ZEIT online: Frau Apkalna, Sie sind als Organistin international erfolgreich. Dabei wird die Orgel meist von Männern gespielt.
Iveta Apkalna: Der Wettbewerb ist für alle Musiker hart, für Männer ebenso wie für Frauen. Im Konzertbetrieb gibt es eben nicht nur Blumen und Gratulationen, sondern auch Kollegen, die immer besser sein wollen als andere. Technische Perfektion allein genügt dazu nicht. Wer das Publikum für sich einnehmen will, muss außerdem viel Charisma besitzen. Die Persönlichkeit des Musikers ist das Fleisch am Skelett seiner Technik. Die Zuhörer wollen spüren, dass auf der Bühne jemand für die Musik brennt, noch bevor er die erste Note spielt. Leider fehlt vielen Organisten diese Ausstrahlung, weil sie sich nicht in erster Linie als Künstler sehen.

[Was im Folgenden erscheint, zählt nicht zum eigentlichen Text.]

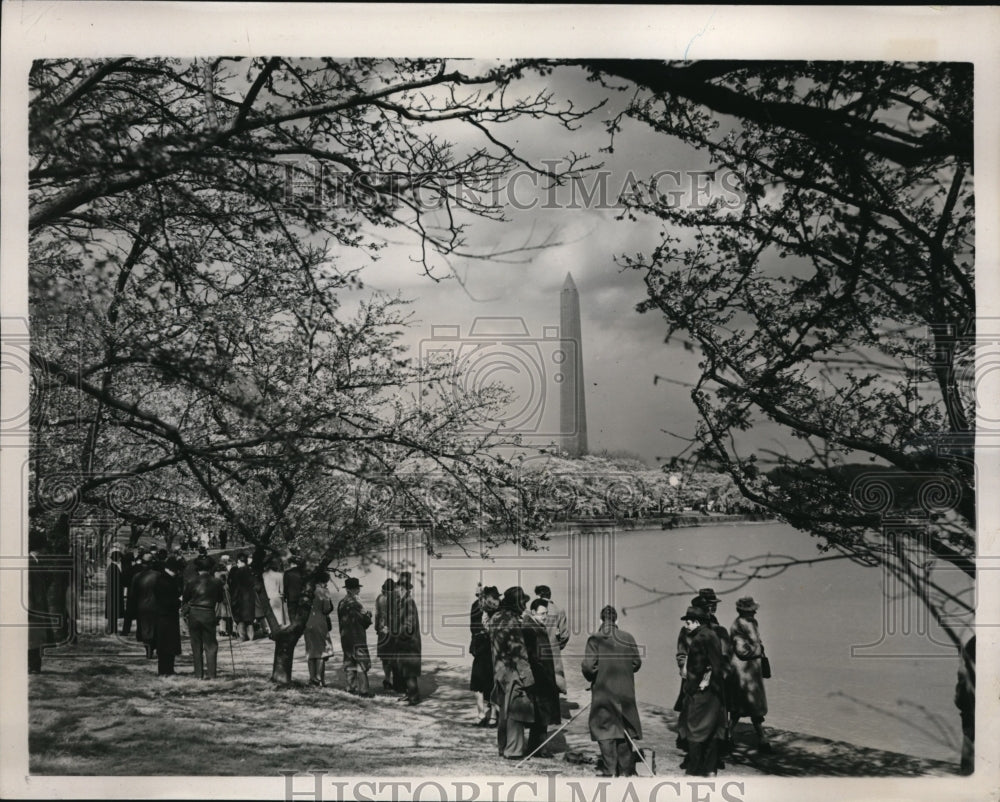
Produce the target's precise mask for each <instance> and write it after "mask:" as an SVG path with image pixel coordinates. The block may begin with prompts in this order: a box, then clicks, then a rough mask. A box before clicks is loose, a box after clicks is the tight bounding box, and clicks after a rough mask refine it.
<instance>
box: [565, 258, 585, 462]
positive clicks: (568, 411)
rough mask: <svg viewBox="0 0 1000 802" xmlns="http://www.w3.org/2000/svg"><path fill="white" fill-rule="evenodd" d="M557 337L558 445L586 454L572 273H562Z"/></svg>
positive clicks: (584, 419)
mask: <svg viewBox="0 0 1000 802" xmlns="http://www.w3.org/2000/svg"><path fill="white" fill-rule="evenodd" d="M559 336H560V339H561V340H562V341H563V343H564V345H565V347H564V348H563V352H564V354H565V357H566V358H565V360H564V361H563V365H562V367H563V370H562V373H563V381H562V384H561V385H560V386H559V431H560V433H561V435H562V447H563V449H565V450H566V452H567V453H569V455H570V456H571V457H581V456H583V455H584V454H586V453H587V407H586V404H585V403H584V394H583V338H582V337H581V336H580V294H579V293H578V292H577V290H576V284H574V283H573V276H572V275H571V274H569V273H567V274H566V281H565V282H563V288H562V292H560V293H559Z"/></svg>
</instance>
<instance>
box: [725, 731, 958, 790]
mask: <svg viewBox="0 0 1000 802" xmlns="http://www.w3.org/2000/svg"><path fill="white" fill-rule="evenodd" d="M767 732H768V738H769V739H770V742H771V749H770V751H768V752H762V751H761V750H759V749H758V748H757V746H756V736H755V735H754V732H753V727H752V726H751V725H749V724H740V725H737V728H736V732H735V733H734V735H735V740H736V749H735V750H734V751H733V753H732V754H731V755H730V756H729V757H728V758H727V762H728V763H730V764H731V765H733V766H738V765H745V766H751V767H753V768H754V769H756V770H758V771H760V772H762V773H764V774H770V775H774V776H776V777H823V776H827V777H917V776H927V775H950V774H957V773H958V762H957V760H956V762H954V763H950V762H947V761H943V760H928V759H925V758H916V757H910V756H909V755H903V754H899V753H897V752H886V751H883V750H881V749H870V748H867V747H862V746H857V745H855V744H848V743H844V742H842V741H832V740H829V739H826V738H817V737H814V736H810V735H804V734H802V733H790V732H786V731H784V730H775V729H772V728H770V727H769V728H767Z"/></svg>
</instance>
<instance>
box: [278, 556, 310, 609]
mask: <svg viewBox="0 0 1000 802" xmlns="http://www.w3.org/2000/svg"><path fill="white" fill-rule="evenodd" d="M282 584H283V585H284V586H285V604H286V605H287V607H288V617H289V618H290V619H291V618H294V617H295V610H296V606H297V605H298V603H299V599H301V598H302V591H303V590H305V586H306V577H305V574H304V573H303V571H302V566H299V565H293V566H292V567H291V568H289V569H288V570H287V571H285V575H284V577H283V579H282Z"/></svg>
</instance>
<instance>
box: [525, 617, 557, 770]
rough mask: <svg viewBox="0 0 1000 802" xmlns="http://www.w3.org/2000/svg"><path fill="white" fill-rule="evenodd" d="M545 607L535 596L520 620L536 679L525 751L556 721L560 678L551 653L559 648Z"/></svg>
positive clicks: (533, 670) (531, 664)
mask: <svg viewBox="0 0 1000 802" xmlns="http://www.w3.org/2000/svg"><path fill="white" fill-rule="evenodd" d="M547 617H548V608H547V606H546V603H545V599H535V600H534V601H533V602H532V603H531V614H530V616H529V617H527V618H524V619H523V620H522V624H521V626H522V630H523V632H524V643H525V645H526V646H527V648H528V664H529V665H530V666H531V673H532V675H533V676H534V678H535V687H534V689H533V690H532V694H531V695H532V699H533V700H534V703H535V723H534V724H532V726H531V733H530V736H529V738H528V751H529V752H531V751H534V750H535V749H536V748H537V747H539V746H541V745H542V743H544V742H545V732H546V728H548V727H549V726H551V725H553V724H558V723H559V721H560V718H561V711H560V709H559V691H560V688H559V680H558V675H557V674H556V664H555V658H554V654H555V653H558V651H559V647H558V646H553V645H552V641H551V639H550V638H549V633H548V630H547V629H546V626H545V625H546V622H547Z"/></svg>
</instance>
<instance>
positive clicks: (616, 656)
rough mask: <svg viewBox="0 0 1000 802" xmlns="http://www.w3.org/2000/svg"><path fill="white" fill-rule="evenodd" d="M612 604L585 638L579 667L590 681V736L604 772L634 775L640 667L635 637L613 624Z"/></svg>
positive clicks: (638, 723) (634, 773)
mask: <svg viewBox="0 0 1000 802" xmlns="http://www.w3.org/2000/svg"><path fill="white" fill-rule="evenodd" d="M617 619H618V612H617V611H616V610H615V608H614V607H610V606H608V607H605V608H604V609H603V610H601V628H600V629H599V630H598V631H597V632H595V633H594V634H593V635H591V636H590V637H589V638H587V646H586V648H585V650H584V657H583V662H582V663H581V666H580V667H581V669H582V671H583V676H584V678H585V679H587V680H588V681H589V682H590V739H591V740H592V741H597V742H598V744H599V745H600V747H601V757H602V759H603V760H604V767H605V769H606V771H607V773H608V774H612V775H614V776H619V775H625V776H630V775H632V774H635V758H634V756H633V751H632V745H631V743H629V741H628V738H627V737H626V733H627V734H628V736H630V737H631V738H632V740H639V739H640V738H642V725H641V723H640V722H639V708H638V706H637V705H636V702H635V672H636V671H638V670H639V668H640V667H641V666H642V658H641V657H640V656H639V647H638V646H637V645H636V642H635V638H633V637H632V636H631V635H630V634H629V633H628V632H625V631H624V630H621V629H619V628H618V626H617V625H616V624H615V621H617Z"/></svg>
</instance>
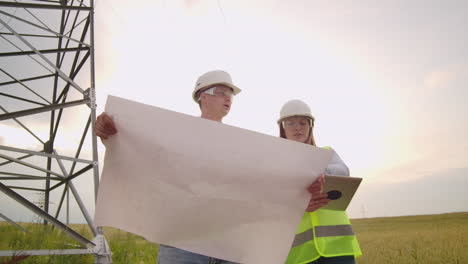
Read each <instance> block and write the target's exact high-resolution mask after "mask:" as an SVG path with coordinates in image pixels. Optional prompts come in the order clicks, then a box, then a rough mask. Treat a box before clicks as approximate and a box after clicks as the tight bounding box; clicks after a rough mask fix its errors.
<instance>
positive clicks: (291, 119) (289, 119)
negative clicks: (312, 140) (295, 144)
mask: <svg viewBox="0 0 468 264" xmlns="http://www.w3.org/2000/svg"><path fill="white" fill-rule="evenodd" d="M282 123H283V128H284V133H285V134H286V138H287V139H290V140H294V141H297V142H302V143H306V141H307V139H308V138H309V132H310V120H309V119H308V118H306V117H300V116H293V117H288V118H286V119H284V120H283V121H282Z"/></svg>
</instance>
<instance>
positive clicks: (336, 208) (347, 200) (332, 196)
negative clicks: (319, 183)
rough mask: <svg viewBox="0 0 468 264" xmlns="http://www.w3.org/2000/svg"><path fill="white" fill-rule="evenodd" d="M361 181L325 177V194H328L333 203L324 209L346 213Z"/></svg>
mask: <svg viewBox="0 0 468 264" xmlns="http://www.w3.org/2000/svg"><path fill="white" fill-rule="evenodd" d="M361 181H362V178H357V177H348V176H336V175H325V183H324V184H323V193H328V199H330V200H331V201H330V202H329V203H328V204H327V205H326V206H324V207H322V209H328V210H339V211H345V210H346V208H347V207H348V205H349V203H350V202H351V199H352V198H353V196H354V193H355V192H356V190H357V188H358V187H359V184H361Z"/></svg>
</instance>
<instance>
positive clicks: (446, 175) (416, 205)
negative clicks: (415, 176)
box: [348, 167, 468, 218]
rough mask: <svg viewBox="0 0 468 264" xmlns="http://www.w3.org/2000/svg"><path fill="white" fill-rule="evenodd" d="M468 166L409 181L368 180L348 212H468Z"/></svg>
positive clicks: (410, 180)
mask: <svg viewBox="0 0 468 264" xmlns="http://www.w3.org/2000/svg"><path fill="white" fill-rule="evenodd" d="M467 185H468V168H466V167H463V168H452V169H445V170H441V171H439V172H437V173H433V174H426V175H425V177H423V178H419V179H412V180H410V181H408V182H405V183H380V182H372V181H367V180H364V181H363V182H362V183H361V186H360V188H359V190H358V192H357V193H356V196H355V197H354V199H353V201H352V203H351V204H350V207H349V208H348V213H349V215H350V216H351V217H353V218H359V217H363V216H365V217H375V216H398V215H420V214H438V213H448V212H464V211H468V196H467V195H466V190H465V187H466V186H467Z"/></svg>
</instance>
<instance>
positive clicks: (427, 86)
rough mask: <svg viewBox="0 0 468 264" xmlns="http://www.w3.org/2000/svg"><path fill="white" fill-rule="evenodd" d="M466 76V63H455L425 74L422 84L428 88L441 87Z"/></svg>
mask: <svg viewBox="0 0 468 264" xmlns="http://www.w3.org/2000/svg"><path fill="white" fill-rule="evenodd" d="M464 78H468V64H456V65H450V66H447V67H445V69H439V70H434V71H432V72H430V73H429V74H427V76H426V78H425V79H424V84H425V86H426V87H428V88H432V89H434V88H443V87H446V86H448V85H450V84H451V83H452V82H453V81H455V80H458V79H464Z"/></svg>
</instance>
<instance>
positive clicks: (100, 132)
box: [94, 112, 117, 139]
mask: <svg viewBox="0 0 468 264" xmlns="http://www.w3.org/2000/svg"><path fill="white" fill-rule="evenodd" d="M94 132H95V133H96V136H98V137H100V138H101V139H108V138H109V137H110V136H112V135H115V134H116V133H117V129H116V128H115V123H114V121H113V120H112V118H111V117H110V116H109V115H108V114H106V113H105V112H103V113H102V114H100V115H99V116H98V117H97V118H96V122H95V123H94Z"/></svg>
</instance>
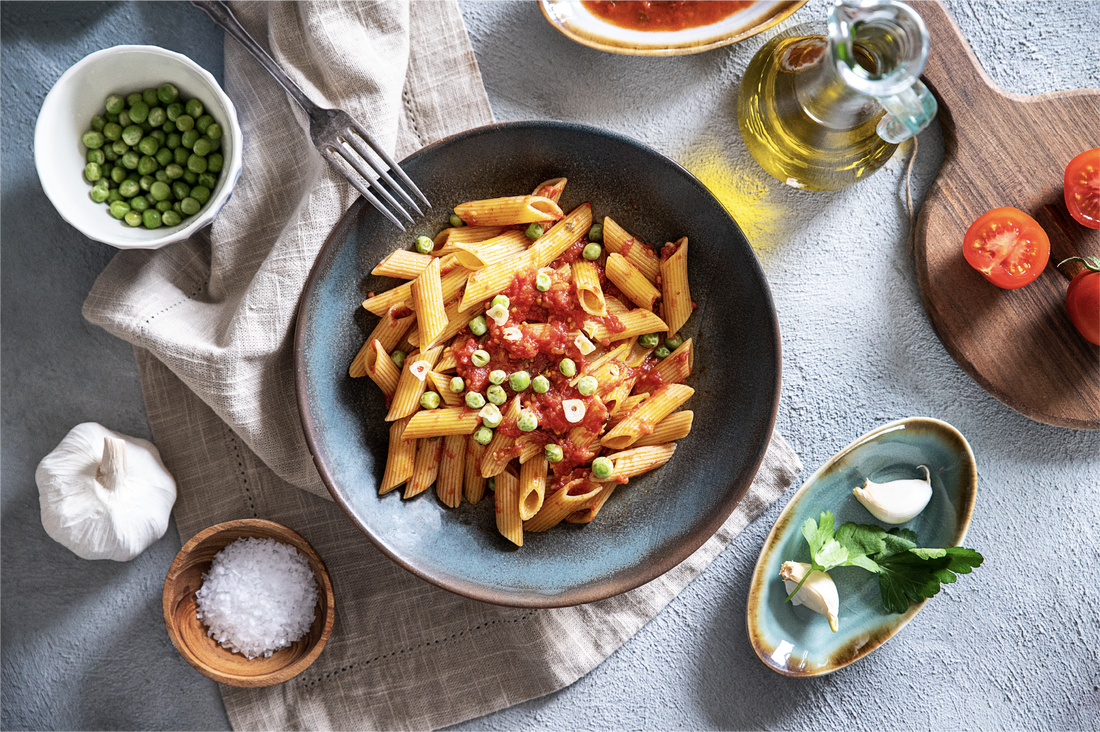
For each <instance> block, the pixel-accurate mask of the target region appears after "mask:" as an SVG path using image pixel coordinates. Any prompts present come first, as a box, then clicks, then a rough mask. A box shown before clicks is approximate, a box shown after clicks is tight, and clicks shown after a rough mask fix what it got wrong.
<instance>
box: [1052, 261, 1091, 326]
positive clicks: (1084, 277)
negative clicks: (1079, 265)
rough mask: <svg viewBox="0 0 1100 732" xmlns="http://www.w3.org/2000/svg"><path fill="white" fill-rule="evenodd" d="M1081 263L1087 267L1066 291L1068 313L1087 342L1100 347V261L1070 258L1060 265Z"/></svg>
mask: <svg viewBox="0 0 1100 732" xmlns="http://www.w3.org/2000/svg"><path fill="white" fill-rule="evenodd" d="M1066 262H1080V263H1081V264H1084V265H1085V269H1084V270H1081V271H1080V272H1079V273H1078V274H1077V275H1076V276H1075V277H1074V278H1073V280H1071V281H1070V282H1069V289H1067V291H1066V312H1067V313H1069V319H1070V320H1071V321H1073V324H1074V327H1075V328H1077V330H1078V332H1080V334H1081V335H1082V336H1085V340H1087V341H1089V342H1090V343H1096V345H1097V346H1100V259H1097V258H1096V256H1070V258H1069V259H1068V260H1065V261H1063V262H1060V263H1059V264H1058V266H1062V265H1063V264H1065V263H1066Z"/></svg>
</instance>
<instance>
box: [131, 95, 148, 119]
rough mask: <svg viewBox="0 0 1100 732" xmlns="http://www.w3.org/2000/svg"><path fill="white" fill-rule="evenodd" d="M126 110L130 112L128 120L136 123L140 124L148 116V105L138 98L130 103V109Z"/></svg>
mask: <svg viewBox="0 0 1100 732" xmlns="http://www.w3.org/2000/svg"><path fill="white" fill-rule="evenodd" d="M128 111H129V113H130V121H131V122H136V123H138V124H141V123H142V122H144V121H145V120H146V119H147V118H149V105H146V103H145V102H144V101H142V100H139V101H138V102H136V103H134V105H130V109H129V110H128Z"/></svg>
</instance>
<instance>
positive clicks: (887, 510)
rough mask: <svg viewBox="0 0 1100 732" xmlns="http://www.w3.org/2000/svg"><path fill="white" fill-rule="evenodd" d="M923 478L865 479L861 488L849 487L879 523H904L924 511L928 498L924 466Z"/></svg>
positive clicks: (929, 482) (931, 477) (864, 506)
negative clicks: (850, 487) (873, 479)
mask: <svg viewBox="0 0 1100 732" xmlns="http://www.w3.org/2000/svg"><path fill="white" fill-rule="evenodd" d="M920 467H921V468H923V469H924V480H920V479H916V478H912V479H909V480H892V481H890V482H889V483H872V482H871V481H869V480H868V481H866V482H865V483H864V485H862V488H856V489H853V491H851V492H853V493H855V495H856V500H857V501H859V502H860V503H862V504H864V507H865V509H867V510H868V511H870V512H871V515H872V516H875V517H876V518H878V520H879V521H881V522H882V523H883V524H904V523H905V522H906V521H912V520H913V518H915V517H916V515H917V514H919V513H921V512H922V511H924V507H925V506H926V505H928V501H931V500H932V476H931V474H930V473H928V468H927V466H920Z"/></svg>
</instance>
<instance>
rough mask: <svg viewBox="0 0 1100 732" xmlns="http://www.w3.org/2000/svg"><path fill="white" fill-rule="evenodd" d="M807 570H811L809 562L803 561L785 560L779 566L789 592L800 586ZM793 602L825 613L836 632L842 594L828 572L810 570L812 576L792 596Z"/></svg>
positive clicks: (835, 631)
mask: <svg viewBox="0 0 1100 732" xmlns="http://www.w3.org/2000/svg"><path fill="white" fill-rule="evenodd" d="M807 571H810V565H807V564H804V562H801V561H784V562H783V566H782V567H780V568H779V576H780V577H782V578H783V583H784V584H785V586H787V593H788V594H790V593H791V592H794V588H796V587H799V582H802V578H803V577H805V576H806V572H807ZM791 602H793V603H794V604H796V605H805V607H807V608H810V609H811V610H813V611H814V612H815V613H817V614H818V615H825V618H827V619H828V626H829V627H831V629H833V632H834V633H836V630H837V626H838V623H839V620H840V619H839V616H838V613H839V612H840V596H839V594H837V592H836V584H835V583H834V582H833V578H832V577H829V576H828V573H827V572H823V571H818V570H814V571H812V572H810V577H809V578H807V579H806V581H805V582H803V583H802V587H801V588H800V589H799V591H798V593H795V596H794V597H793V598H791Z"/></svg>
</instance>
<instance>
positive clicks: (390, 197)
mask: <svg viewBox="0 0 1100 732" xmlns="http://www.w3.org/2000/svg"><path fill="white" fill-rule="evenodd" d="M190 3H191V4H193V6H195V7H196V8H198V9H199V10H202V11H204V12H206V14H208V15H209V17H210V18H211V19H213V22H216V23H218V25H220V26H221V28H222V29H224V31H226V32H227V33H229V34H230V35H231V36H233V39H234V40H235V41H237V42H238V43H240V44H241V45H242V46H244V47H245V50H248V52H249V53H251V54H252V55H253V56H255V58H256V61H259V62H260V65H261V66H263V67H264V68H266V69H267V72H268V73H270V74H271V75H272V76H274V77H275V80H276V81H278V83H279V85H281V86H282V87H283V88H284V89H286V90H287V94H289V95H290V97H292V98H293V99H294V100H295V101H296V102H298V105H299V106H300V107H301V108H303V109H304V110H306V113H307V114H308V116H309V136H310V138H311V139H312V141H313V146H315V148H317V150H318V151H319V152H320V153H321V156H322V157H324V159H326V160H328V161H329V162H330V163H331V164H332V165H333V166H334V167H335V168H337V170H338V171H340V173H341V174H343V175H344V176H345V177H346V178H348V179H349V181H350V182H351V184H352V185H353V186H355V188H356V189H357V190H359V193H360V194H362V196H363V198H365V199H366V200H367V203H368V204H371V205H372V206H374V207H375V208H376V209H378V211H381V212H382V215H383V216H385V217H386V218H388V219H389V220H390V221H393V222H394V223H395V225H396V226H397V227H398V228H399V229H400V230H401V231H405V225H404V223H401V220H400V219H399V218H398V216H400V217H401V218H404V219H405V220H406V221H407V222H409V223H412V222H414V219H412V217H411V216H410V215H409V212H408V211H407V210H406V206H408V207H411V209H412V210H414V211H416V214H417V215H418V216H423V211H421V210H420V207H419V206H417V203H416V200H414V199H412V195H415V196H416V198H418V199H419V200H420V201H421V203H422V204H423V205H425V206H427V207H428V208H431V204H430V203H428V199H427V198H426V197H425V195H423V194H422V193H420V189H419V188H417V187H416V184H414V183H412V181H410V179H409V176H408V175H406V174H405V171H403V170H401V168H400V167H399V166H398V165H397V163H395V162H394V161H393V159H390V156H389V155H388V154H387V153H386V151H385V149H384V148H382V146H381V145H378V144H377V143H376V142H375V141H374V140H372V139H371V135H370V134H367V132H366V130H364V129H363V125H362V124H360V123H359V122H356V121H355V119H354V118H353V117H352V116H351V114H349V113H348V112H345V111H343V110H342V109H326V108H323V107H318V106H317V105H315V103H313V102H312V101H311V100H310V99H309V97H307V96H306V95H305V94H304V92H303V91H301V89H299V88H298V86H297V85H296V84H295V83H294V81H292V80H290V77H288V76H287V75H286V74H285V73H284V72H283V69H282V68H279V65H278V64H277V63H275V59H274V58H272V57H271V56H270V55H268V54H267V52H266V51H264V48H263V46H261V45H260V44H259V43H256V42H255V41H254V40H253V37H252V36H251V35H249V32H248V31H245V30H244V28H243V26H242V25H241V23H240V21H238V20H237V18H235V17H234V15H233V13H232V11H230V9H229V7H228V6H226V4H224V3H223V2H221V0H190ZM390 173H393V174H394V175H395V176H396V177H398V178H399V179H400V182H401V183H404V184H405V186H406V187H401V186H400V185H399V184H398V183H397V182H396V181H394V178H393V177H392V176H390V175H389V174H390ZM387 188H388V189H387ZM390 192H393V193H390ZM410 193H411V194H412V195H409V194H410ZM375 194H377V195H375ZM395 194H396V196H397V197H399V198H400V199H401V201H404V205H403V204H401V203H398V200H397V198H396V197H395ZM379 198H381V199H382V200H379ZM383 201H385V203H383Z"/></svg>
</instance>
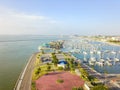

ZEIT online: Hängt das nicht auch damit zusammen, dass die große Orgel selbst stärker wahrgenommen wird als diejenigen, die sie spielen?
Apkalna: Richtig, der Organist tritt meist in den Hintergrund, in der Kirche ist er fast unsichtbar. Ich komme deshalb nach Konzerten immer von der Empore zu den Zuhörern hinunter. Mich interessiert, ob sie begeistert, gelangweilt oder enttäuscht sind. Auf der Bühne eines Konzertsaals ist es einfacher, mit dem Publikum zu kommunizieren, auch über die Mimik. Vielleicht haben viele Organisten aber gar nicht den Mut, ihre Emotionen zu zeigen.